Traditional progress-insensitive noninterference in information-flow control is easy to enforce but prohibits essential security-downgrading operations—such as decryption and input endorsement—and fails to prevent leakage via attacker-controlled progress channels. This paper introduces Non-Malleable Progress Leakage (NMPL), the first security model unifying progress sensitivity with non-malleable information-flow theory. NMPL permits controlled progress information leakage while rigorously preserving confidentiality and integrity of security-downgrading operations. We define NMPL as a hyperproperty semantics, design the first type system supporting automatic inference of safe downgrading locations, and formally verify all key theorems in the Rocq proof assistant. Our work establishes a new paradigm for practical, high-assurance information-flow control.

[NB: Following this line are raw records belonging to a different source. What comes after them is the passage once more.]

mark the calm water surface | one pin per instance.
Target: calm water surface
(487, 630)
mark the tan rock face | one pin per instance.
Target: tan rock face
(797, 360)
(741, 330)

Information-flow control systems often enforce progress-insensitive noninterference, as it is simple to understand and enforce. Unfortunately, real programs need to declassify results and endorse inputs, which noninterference disallows, while preventing attackers from controlling leakage, including through progress channels, which progress-insensitivity ignores. This work combines ideas for progress-sensitive security with secure downgrading (declassification and endorsement) to identify a notion of securely downgrading progress information. We use hyperproperties to distill the separation between progress-sensitive and progress-insensitive noninterference and combine it with nonmalleable information flow, an existing (progress-insensitive) definition of secure downgrading, to define nonmalleable progress leakage (NMPL). We present the first information-flow type system to allow some progress leakage while enforcing NMPL, and we show how to infer the location of secure progress downgrades. All theorems are verified in Rocq.